PrintLab expands arts access to region

Published: Saturday, Jan. 18, 2014 7:18 p.m. CDT • Updated: Monday, Jan. 20, 2014 10:15 p.m. CDT
(Mary Beth Nolan for Shaw Media)
Printmaker Kim Fredricks of North Aurora inks a silkscreen while demonstrating technique Saturday during a grand opening at Water Street Studios PrintLab in St.

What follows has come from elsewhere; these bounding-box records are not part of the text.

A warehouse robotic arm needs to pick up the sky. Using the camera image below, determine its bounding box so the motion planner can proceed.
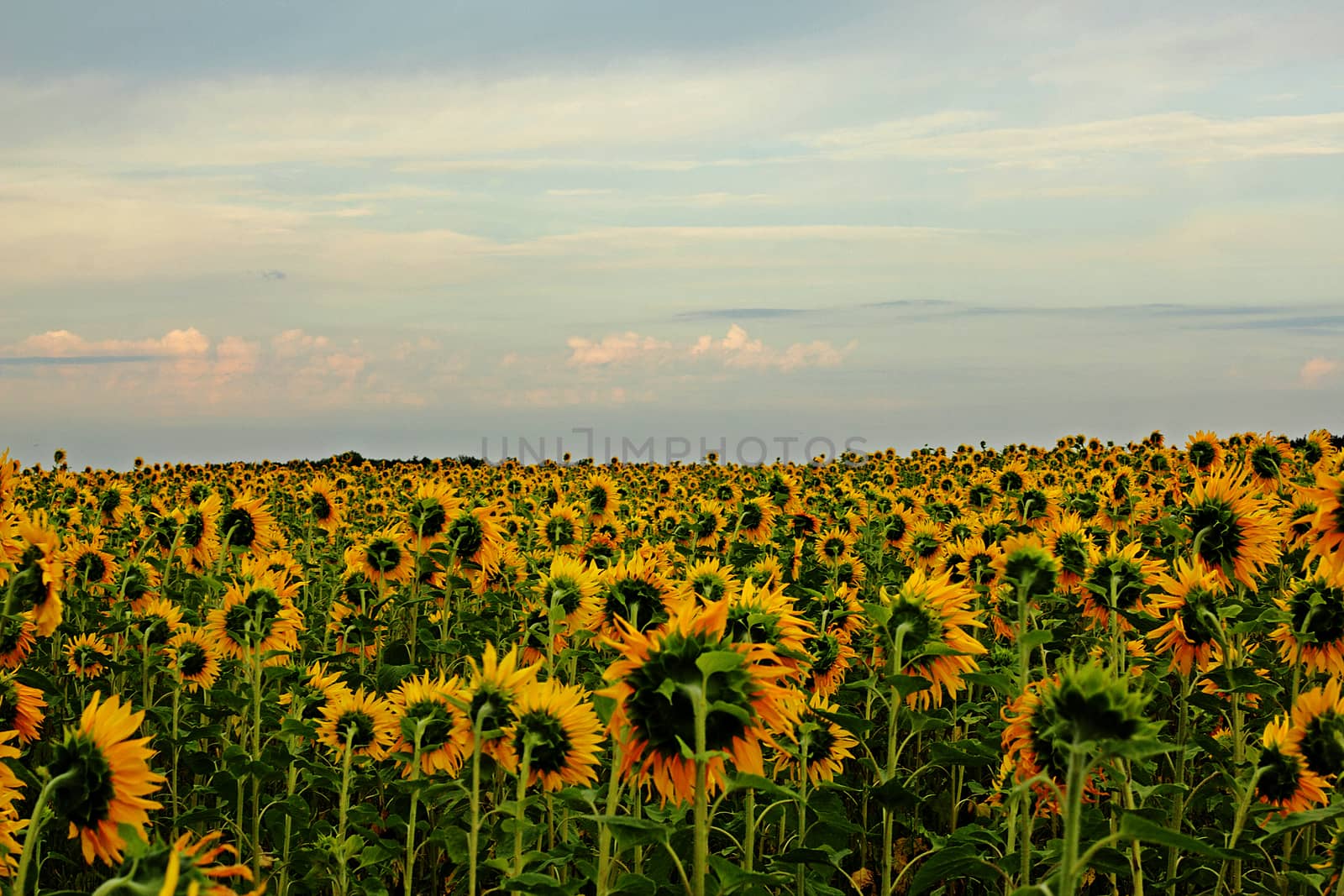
[0,0,1344,469]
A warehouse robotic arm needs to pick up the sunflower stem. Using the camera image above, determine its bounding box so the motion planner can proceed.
[513,735,533,878]
[690,673,710,896]
[9,770,76,896]
[336,726,358,896]
[405,719,430,896]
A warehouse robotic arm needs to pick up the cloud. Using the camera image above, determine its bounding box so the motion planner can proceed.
[567,333,672,367]
[0,327,210,359]
[1297,358,1344,388]
[569,324,856,371]
[798,112,1344,168]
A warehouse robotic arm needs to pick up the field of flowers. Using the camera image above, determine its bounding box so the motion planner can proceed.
[0,432,1344,896]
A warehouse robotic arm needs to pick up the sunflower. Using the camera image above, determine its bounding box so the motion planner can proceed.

Charles.

ST. CHARLES  – Kim Fredricks squeegeed a blast of bright blue ink across a silk screen, demonstrating how to pull a print that announced – appropriately – Water Street Studios PrintLab.

For the uninitiated, it was like magic that a sweep of color on one side could produce a perfect print on the other.

Next up was St. Charles 2nd Ward Alderman Rita Payleitner, followed by Athena Hanson, also of St. Charles.

"I thought it was awesome," Payleitner said. "I was surprised by how easy it is. I'm excited about bringing arts to the city and the city to the arts. We're very excited about them being here."

An oil pastel artist herself, Hanson was thrilled at the hands-on experience available Saturday at Water Street Studios PrintLab, 117 W. Main St., St. Charles.

Though it has been open for several months, the recent addition of a sign pointing the way down the stairs to a below-level space was cause for a celebration and ribbon cutting, as about 20 people attended, mingled and got to see some print work.

"I love it," Hanson said. "It's neat. I'm definitely coming back and with my kids as well."

Director of Development Jim Kirkhoff and a founding member of Water Street Studios, said it was part of their mission to grow as an arts organization to help the region.

"What PrintLab is, is a facility for children's classes, as well as fine art printmaking," Kirkhoff said. "But another a really neat element of what it is, is a shared studio for artists who work in printing …. We're really glad to be here."

What PrintLab will provide for printmakers, Kirkhoff said, is access to expensive equipment that they can use for a monthly or annual membership fee.

Though Water Street Studios is based in Batavia, its mission is to develop the promotion of fine arts in neighboring communities, said Jill Kramer, general manager of Water Street Studios.

"The PrintLab is important because it's one of the only printmaking facilities outside of a university in the western suburbs of Chicago," Kramer said. "It's a facility that allows artists that are interested in pursuing that practice to come here and learn new techniques, continue with the techniques that they are already familiar with and are working with, without having to make a large investment in studio space [or] equipment."

Kramer said printmakers in general is a very democratic practice of art, usually done in groups so having a central location like this brings people together.

"Printmaking is a process-oriented practice," Kramer said. "Where in painting, you are putting an image on the final canvass. Printmaking is – whether it is color-separating, cutting multiple blocks, etching multiple plates – printing is multi-process. Traditionally printmaking has been used for everything from social  revolutions to rock-and-roll posters."